Although attempting to pull higher early Wednesday, Feb. 7, March natural gas futures settled the midweek session on the negative side of the ledger amid a lack of fundamental support. The contract closed the session down 5.7 cents at $2.702/MMBtu.
The next major catalyst for price movement will come at midmorning Thursday, when the U.S. Energy Information Administration releases its next slate of inventory data. Covering the week to Feb. 2, during which weather generated 12.0 fewer heating degree days than normal, analysts and experts anticipate a storage withdrawal well below historical average pulls.
A survey shows expected withdrawals from 99 Bcf to 129 Bcf, with a consensus pegged at a 115-Bcf pull. The latest figure will compare to the 142-Bcf year-ago withdrawal and the 151-Bcf five-year average pull.
At consensus, the withdrawal will be a step up from the 99-Bcf withdrawal reported in the previous week to Jan. 26 that brought total U.S. working gas supply to 2,197 Bcf, or 526 Bcf below the year-ago level and 425 Bcf below the five-year average storage level of 2,622 Bcf.
A withdrawal at this week's consensus would drive the total working gas inventory to 2,082 Bcf and would trim the year-on-year deficit to 499 Bcf and cut the year-on-five-year-average deficit to 389 Bcf.

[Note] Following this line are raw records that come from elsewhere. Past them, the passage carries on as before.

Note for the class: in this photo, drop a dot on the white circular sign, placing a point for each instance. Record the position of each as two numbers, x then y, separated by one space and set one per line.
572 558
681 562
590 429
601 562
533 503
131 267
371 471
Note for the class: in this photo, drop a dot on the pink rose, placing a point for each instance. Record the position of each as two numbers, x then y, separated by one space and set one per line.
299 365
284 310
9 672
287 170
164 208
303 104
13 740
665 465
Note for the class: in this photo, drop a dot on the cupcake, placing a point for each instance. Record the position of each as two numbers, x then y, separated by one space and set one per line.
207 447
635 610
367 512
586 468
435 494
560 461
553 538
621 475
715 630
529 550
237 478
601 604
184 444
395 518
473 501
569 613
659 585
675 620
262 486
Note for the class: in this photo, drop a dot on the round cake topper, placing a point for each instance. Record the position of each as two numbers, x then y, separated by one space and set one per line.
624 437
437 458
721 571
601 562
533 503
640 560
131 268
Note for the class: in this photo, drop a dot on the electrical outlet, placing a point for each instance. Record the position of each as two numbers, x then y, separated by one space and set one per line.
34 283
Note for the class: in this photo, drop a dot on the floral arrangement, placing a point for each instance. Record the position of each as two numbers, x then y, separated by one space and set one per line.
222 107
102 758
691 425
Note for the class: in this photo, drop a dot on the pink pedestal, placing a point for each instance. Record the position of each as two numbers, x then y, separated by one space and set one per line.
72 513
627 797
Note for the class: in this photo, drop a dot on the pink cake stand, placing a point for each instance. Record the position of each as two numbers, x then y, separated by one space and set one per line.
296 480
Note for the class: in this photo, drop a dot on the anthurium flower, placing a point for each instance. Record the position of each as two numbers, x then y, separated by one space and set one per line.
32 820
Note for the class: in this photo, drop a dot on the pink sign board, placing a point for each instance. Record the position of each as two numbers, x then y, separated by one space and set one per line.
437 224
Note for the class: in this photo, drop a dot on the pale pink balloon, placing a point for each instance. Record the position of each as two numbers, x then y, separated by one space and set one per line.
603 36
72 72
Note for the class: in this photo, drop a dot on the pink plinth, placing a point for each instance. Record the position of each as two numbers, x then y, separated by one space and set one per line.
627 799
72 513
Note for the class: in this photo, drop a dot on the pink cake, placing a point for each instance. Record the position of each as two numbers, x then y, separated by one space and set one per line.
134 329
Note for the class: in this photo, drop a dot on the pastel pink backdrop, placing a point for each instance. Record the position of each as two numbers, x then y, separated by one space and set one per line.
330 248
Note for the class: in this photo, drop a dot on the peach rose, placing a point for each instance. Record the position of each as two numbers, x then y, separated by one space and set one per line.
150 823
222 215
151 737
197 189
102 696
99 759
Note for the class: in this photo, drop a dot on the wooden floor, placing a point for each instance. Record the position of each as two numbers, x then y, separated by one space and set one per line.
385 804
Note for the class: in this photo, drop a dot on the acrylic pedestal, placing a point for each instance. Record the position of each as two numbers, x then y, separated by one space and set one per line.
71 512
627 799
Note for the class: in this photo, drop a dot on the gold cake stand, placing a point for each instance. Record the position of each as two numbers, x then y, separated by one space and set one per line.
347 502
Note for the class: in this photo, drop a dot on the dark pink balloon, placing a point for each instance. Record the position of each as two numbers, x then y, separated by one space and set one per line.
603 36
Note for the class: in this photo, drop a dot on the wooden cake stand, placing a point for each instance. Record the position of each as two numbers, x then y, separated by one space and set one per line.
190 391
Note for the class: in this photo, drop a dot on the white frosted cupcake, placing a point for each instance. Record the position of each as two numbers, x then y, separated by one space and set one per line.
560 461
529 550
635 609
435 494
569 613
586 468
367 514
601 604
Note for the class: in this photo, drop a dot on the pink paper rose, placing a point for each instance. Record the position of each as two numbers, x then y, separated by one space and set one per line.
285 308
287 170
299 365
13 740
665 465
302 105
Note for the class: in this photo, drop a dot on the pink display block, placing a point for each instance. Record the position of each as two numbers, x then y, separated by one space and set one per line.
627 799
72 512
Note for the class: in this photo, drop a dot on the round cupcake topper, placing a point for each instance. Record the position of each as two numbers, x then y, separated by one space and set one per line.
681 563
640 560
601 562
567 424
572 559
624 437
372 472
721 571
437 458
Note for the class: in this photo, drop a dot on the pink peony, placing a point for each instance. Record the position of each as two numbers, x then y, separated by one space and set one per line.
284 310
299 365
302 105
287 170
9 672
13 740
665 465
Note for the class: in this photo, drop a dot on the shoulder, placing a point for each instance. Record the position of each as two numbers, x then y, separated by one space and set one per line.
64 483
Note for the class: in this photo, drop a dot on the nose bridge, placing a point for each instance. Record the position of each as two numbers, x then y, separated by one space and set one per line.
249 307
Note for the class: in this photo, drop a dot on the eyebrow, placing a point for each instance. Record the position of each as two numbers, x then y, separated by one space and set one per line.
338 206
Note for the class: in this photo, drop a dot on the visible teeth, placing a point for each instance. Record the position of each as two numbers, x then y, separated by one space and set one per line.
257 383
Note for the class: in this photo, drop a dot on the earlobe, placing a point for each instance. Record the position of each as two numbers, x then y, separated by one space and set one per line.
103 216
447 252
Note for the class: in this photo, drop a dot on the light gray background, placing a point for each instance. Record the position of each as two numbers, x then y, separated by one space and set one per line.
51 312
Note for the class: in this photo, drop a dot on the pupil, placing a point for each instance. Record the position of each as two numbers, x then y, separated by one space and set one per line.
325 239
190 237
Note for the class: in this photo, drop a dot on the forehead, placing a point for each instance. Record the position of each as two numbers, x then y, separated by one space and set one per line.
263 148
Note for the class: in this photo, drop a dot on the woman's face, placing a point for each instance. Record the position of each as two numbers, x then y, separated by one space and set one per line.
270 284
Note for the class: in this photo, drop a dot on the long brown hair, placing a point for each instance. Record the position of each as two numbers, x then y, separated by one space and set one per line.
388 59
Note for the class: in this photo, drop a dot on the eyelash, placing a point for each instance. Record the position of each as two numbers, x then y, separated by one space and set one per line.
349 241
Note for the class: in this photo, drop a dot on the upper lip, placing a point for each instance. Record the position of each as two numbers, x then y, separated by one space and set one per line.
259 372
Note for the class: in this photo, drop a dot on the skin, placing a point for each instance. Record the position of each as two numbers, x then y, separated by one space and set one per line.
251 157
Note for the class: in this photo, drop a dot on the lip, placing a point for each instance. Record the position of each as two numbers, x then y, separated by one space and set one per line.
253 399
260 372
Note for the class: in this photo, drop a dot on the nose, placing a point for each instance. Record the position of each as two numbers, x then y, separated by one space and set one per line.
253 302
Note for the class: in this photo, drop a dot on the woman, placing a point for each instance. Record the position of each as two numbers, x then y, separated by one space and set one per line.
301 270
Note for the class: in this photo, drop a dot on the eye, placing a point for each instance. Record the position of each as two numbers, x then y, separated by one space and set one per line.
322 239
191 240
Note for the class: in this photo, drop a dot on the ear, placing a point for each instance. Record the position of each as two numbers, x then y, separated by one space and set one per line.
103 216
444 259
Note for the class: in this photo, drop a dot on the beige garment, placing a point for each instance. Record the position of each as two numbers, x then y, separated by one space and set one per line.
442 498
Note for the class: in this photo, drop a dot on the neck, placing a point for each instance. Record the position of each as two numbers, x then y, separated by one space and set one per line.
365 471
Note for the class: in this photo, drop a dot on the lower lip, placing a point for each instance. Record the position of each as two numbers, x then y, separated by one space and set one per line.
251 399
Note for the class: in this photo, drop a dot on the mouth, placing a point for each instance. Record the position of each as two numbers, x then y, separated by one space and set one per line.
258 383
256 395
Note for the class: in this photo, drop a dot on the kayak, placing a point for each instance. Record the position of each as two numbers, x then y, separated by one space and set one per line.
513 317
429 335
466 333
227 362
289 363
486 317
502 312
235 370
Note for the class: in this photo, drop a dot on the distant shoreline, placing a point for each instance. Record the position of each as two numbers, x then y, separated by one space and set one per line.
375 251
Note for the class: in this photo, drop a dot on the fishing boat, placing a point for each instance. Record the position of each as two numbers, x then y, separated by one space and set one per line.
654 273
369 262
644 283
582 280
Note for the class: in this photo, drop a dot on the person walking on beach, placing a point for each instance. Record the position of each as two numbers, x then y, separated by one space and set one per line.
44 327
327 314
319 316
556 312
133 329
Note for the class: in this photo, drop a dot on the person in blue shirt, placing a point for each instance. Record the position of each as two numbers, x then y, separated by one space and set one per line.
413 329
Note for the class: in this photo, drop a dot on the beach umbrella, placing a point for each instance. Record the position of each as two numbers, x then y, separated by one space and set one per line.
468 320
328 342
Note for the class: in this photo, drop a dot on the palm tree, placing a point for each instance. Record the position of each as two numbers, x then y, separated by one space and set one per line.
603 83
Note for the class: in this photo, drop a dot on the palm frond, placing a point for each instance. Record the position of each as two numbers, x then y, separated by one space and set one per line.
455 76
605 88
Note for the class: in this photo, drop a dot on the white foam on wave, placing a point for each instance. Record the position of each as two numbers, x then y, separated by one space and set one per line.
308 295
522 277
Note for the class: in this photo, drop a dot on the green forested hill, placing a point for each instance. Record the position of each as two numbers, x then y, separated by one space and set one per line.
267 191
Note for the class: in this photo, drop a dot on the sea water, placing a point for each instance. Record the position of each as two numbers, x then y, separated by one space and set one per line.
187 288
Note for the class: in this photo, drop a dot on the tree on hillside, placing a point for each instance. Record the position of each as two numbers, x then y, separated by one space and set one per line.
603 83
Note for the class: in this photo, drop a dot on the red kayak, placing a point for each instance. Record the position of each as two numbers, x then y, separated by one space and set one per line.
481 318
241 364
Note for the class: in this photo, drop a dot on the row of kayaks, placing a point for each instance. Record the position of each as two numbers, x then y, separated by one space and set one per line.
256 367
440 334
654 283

Despite the modest bump up in the rate of storage withdrawals, winter is fast approaching its end and weather outlooks imply a tapering off in demand that should spell smaller weekly withdrawals from inventories leading into the shoulder season.
Concerned with the level of the natural gas supply at the titular end of withdrawal season March 31, weekly withdrawals that trail the five-year average should equate to a relatively healthy end-of-season supply.
Weather could ensure modest storage withdrawals going forward as outlooks call for milder temperatures in the mid-range and longer-range periods. The six- to 10-day weather map from the National Oceanic and Atmospheric Administration shows above-average temperatures blanketing the majority of the eastern and western thirds of the country, while average temperatures encompass the central U.S. Only a small portion of the north-west-central U.S. will see below-average temperatures.
Above-average temperatures recede in the East to include portions of the Northeast, mid-Atlantic, Southeast and Gulf, while the West will continue to see above-average temperatures that stretch to encompass a portion of the central U.S. Portions of the Northeast will join the majority of the central U.S. under average temperatures, while the area of below-average temperatures drifts to the east central U.S.
Longer-range, The Weather Company is calling for warmer-than-normal weather across the southern U.S. and colder-than-normal conditions for the northern half of the country from February through April. The National Oceanic and Atmospheric Administration sees a 40% or better chance that above-normal temperatures will prevail across much of the Northeast, the Southeast, the south-central U.S., Texas and parts of the West Coast over the same period, as average to below-normal temperatures settle over the Midwest and parts of the Northeast, Northwest and the north-central U.S.